Something unusual has happened in the coverage of the Islamabad Talks. The moment Trump said he might travel to Islamabad to sign a peace deal; large parts of the media moved from reporting a process to announcing a conclusion. Channels started to speculate on dates. Accounts began leaking compositions of delegations they have no access to. The story had quietly changed from talks are progressing, to only the signing is left. That narrative is wrong. And in a negotiation this fragile, that wrongness carries real risk.
The facts on the ground tell a more complicated story. The first round of talks at the Serena Hotel lasted 21 hours and ended without agreement or even a memorandum of understanding. The two factions are still divided over the Iranian nuclear programme, the Strait of Hormuz, ballistic missiles, lifting of sanctions, and the issue of frozen assets. Iran’s Deputy Foreign Minister Saeed Khatibzadeh stated flatly at the Antalya forum that Iran will not hand over its enriched uranium to the United States, calling it a non-starter. On the same day, Iranian President Pezeshkian rejected any arrangement that deprives Iran of its nuclear rights. These are not minor procedural gaps. These are the root causes of disagreement between two parties who had spent 47 years building walls of mistrust, rather than bridges.
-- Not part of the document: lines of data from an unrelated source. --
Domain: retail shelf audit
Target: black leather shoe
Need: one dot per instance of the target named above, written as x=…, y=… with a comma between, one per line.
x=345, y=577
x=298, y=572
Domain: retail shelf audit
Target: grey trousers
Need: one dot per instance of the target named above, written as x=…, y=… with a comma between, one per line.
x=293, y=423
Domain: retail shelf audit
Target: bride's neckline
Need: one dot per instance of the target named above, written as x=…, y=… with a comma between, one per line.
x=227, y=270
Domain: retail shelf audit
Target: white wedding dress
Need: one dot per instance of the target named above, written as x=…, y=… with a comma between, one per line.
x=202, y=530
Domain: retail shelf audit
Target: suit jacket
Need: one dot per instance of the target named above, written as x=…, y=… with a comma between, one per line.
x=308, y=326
The ceasefire itself, the precondition for any talks to continue, has already come under strain. Iran opened the Strait of Hormuz briefly and withdrew the decision after the US continued its naval blockade. Tehran mentioned the blockade as a violation of the ceasefire. Washington termed the action of Iran as blackmail. The IRGC said that the strait was not going to be restored to its former status as long as the blockade persisted. This is not the atmosphere of a deal that is already done. This is the mood of a negotiation that is yet to be played, with several points of pressure that can destroy the process anytime.
Why Optimism and Closure Are Not the Same Thing
None of this means the process has failed. It has not. The ceasefire holds, however imperfectly. The second round of talks is being prepared, with Trump confirming US negotiators will return to Islamabad. Iranian parliament speaker Ghalibaf acknowledged that “there will be no retreat in the field of diplomacy,” even while acknowledging a wide gap remains. That matters. Neither side has walked away permanently. But optimism about intent is not the same as resolution of substance, and the media coverage has repeatedly confused one for the other.
Such high-stakes negotiations are gradual processes. They are formed by suspicion that is not immediately manifested, domestic political pressure on both parties, technical checks, and the availability of spoilers who gain advantage from the lack of peace. The main stumbling blocks include Iran’s nuclear programme, Hormuz transit, ballistic missiles, and drones. Mediators are said to have to talk to Iranian reformers, hardliners, and Revolutionary Guard leaders at the same time whenever a new US proposal is given. That takes time. Every time Trump announces, “the concept of the deal is done,” and Iran’s negotiators say the opposite within hours, the gap between headline and reality becomes visible again.
This is where Pakistan’s role deserves both recognition and honest framing. Pakistan did something really historic. It brought the United States and Iran to the same room for direct talks for the first time in 47 years. It broke a ceasefire when none seemed possible. It held that ceasefire together through Israeli violations, US blockades, and Iranian threats. The back channel has remained alive as a result of personal diplomacy by Field Marshal Munir, including meetings with Pezeshkian and Ghalibaf, and a meeting with the IRGC command in Tehran. That is a genuine achievement. What it is not is a concluded agreement. The table has been constructed and maintained by Pakistan. The parties yet remain to agree upon what is written across it.
There is one firm and reassuring reality beneath all the noise. Neither Washington nor Tehran wants to return to February 28, when the bombs started falling, and the strait closed. Such common unwillingness to revert is the most enduring ground of the peace process. Pakistan is the only player in this process with more credibility than anyone else and is determined to transform that hesitation into an agreement. The deal is within grasp. It is not yet in hand. Those two things are not the same, and treating them as such does not serve the process. It only sets up a harder fall if the next round hits another wall.